Mohr-Coulomb and Cam Clay
The Mohr-Coulomb model and the Cam Clay model are two approaches used in soil mechanics to describe the behavior of soils under loading and deformation. The Mohr-Coulomb model is based on the theory of strength of materials and is widely used to analyze the stability of soils. According to this model, the shear strength of a soil is determined by two main parameters: the internal friction angle (ϕ) and the cohesion (c). The internal friction angle represents the soil’s ability to resist deformation caused by tangential stress, while cohesion is the internal resistance force of the soil that opposes rupture.

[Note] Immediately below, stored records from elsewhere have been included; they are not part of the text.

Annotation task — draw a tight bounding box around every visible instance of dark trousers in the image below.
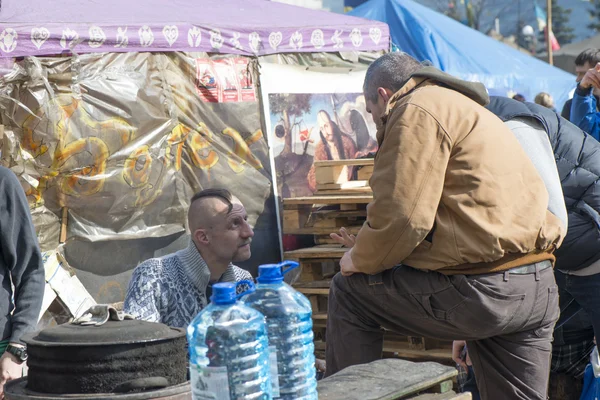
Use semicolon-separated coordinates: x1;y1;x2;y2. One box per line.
555;270;600;338
326;262;559;400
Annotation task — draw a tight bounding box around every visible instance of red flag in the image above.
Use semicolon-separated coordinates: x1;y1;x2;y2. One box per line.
544;27;560;51
300;129;309;142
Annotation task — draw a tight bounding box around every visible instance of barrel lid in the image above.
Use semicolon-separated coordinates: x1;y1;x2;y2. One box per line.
23;320;185;346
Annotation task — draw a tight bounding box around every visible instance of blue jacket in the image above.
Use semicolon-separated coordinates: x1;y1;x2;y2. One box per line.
569;86;600;140
487;96;600;270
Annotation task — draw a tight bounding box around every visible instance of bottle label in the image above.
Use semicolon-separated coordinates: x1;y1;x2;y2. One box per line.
190;365;230;400
269;346;280;399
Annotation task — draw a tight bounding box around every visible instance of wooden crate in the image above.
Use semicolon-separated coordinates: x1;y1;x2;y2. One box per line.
283;245;348;282
314;158;374;189
315;336;454;366
283;204;367;235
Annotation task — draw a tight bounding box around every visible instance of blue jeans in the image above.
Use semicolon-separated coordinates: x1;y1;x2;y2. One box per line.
554;270;600;338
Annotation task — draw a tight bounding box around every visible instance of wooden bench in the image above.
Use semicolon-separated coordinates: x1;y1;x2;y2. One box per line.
318;359;471;400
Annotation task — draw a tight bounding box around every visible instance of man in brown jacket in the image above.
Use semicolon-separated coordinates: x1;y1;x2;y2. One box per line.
327;53;566;400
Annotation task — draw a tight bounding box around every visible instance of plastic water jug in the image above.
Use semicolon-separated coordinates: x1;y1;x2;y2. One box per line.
187;281;272;400
241;261;318;400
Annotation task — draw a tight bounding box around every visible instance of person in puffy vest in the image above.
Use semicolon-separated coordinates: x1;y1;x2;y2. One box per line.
487;97;600;400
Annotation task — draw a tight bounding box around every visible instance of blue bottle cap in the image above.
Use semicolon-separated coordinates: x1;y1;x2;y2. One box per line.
210;282;237;304
256;264;283;283
256;261;299;283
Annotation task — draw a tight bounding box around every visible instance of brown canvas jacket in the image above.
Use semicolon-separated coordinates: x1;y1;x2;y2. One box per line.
351;67;565;274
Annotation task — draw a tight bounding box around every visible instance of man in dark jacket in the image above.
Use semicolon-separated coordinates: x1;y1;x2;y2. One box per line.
556;49;600;121
0;167;44;398
563;49;600;140
488;97;600;396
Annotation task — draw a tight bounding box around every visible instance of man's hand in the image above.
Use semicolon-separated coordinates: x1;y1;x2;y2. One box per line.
329;228;356;249
0;352;23;399
452;340;473;371
579;63;600;89
340;250;360;276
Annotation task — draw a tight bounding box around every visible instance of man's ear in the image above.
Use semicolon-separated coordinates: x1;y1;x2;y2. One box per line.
377;87;392;104
193;229;210;245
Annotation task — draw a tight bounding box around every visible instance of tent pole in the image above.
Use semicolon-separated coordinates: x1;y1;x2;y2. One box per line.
546;0;554;65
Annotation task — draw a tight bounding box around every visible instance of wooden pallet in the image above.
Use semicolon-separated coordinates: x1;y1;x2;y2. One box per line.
283;245;348;282
314;158;374;196
283;204;367;235
314;337;454;365
314;158;374;188
318;359;462;400
283;194;373;207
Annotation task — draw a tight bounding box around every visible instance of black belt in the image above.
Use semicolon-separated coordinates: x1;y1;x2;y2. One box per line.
506;261;552;275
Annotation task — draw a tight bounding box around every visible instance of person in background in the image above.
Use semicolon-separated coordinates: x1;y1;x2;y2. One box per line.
350;110;377;158
534;92;556;112
326;52;566;400
307;110;356;192
560;49;600;122
472;97;600;400
124;189;254;328
570;49;600;140
0;166;45;399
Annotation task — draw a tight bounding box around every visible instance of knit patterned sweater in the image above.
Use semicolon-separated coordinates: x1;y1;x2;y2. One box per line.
124;241;252;328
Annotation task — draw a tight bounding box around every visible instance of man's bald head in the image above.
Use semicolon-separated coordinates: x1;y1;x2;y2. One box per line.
188;189;254;266
188;189;242;232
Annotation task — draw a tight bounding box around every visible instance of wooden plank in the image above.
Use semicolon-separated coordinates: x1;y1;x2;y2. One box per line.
58;207;69;243
311;209;367;218
315;186;373;196
318;359;457;400
283;225;362;235
296;288;329;298
356;165;373;182
283;194;373;207
314;339;454;365
407;336;443;350
283;246;348;259
315;235;338;246
314;158;375;168
317;180;369;191
313;312;327;321
293;280;331;290
283;204;312;232
315;165;350;184
410;391;474;400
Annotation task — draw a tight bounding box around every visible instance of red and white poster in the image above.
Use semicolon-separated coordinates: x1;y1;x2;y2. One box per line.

On the other hand, the Cam Clay model is a form of plastic analysis specifically developed for clayey soils. This model considers the soil behavior in three main phases: compressibility, shear, and consolidation. Compressibility represents the volume reduction of the soil due to applied stress, shear describes the plastic deformation process of the soil, while consolidation relates to the dissipation of water within the soil and the resulting void reduction.
While the Mohr-Coulomb model is more general and can be applied to different types of soils, the Cam Clay model is specifically suited for clayey soils. The Cam Clay model takes into account the particular characteristics of clays, such as their compressibility and high sensitivity to water. The Cam Clay model can predict the behavior of clayey soils under both static and dynamic loading conditions.
Both models have their advantages and limitations and are used in different geotechnical analysis contexts. The choice between the Mohr-Coulomb model and the Cam Clay model depends on the specific characteristics of the soil in question and the objectives of the analysis. In general, the Mohr-Coulomb model is simpler and can be applied to a wider range of soils, while the Cam Clay model offers a more accurate description for clayey soils.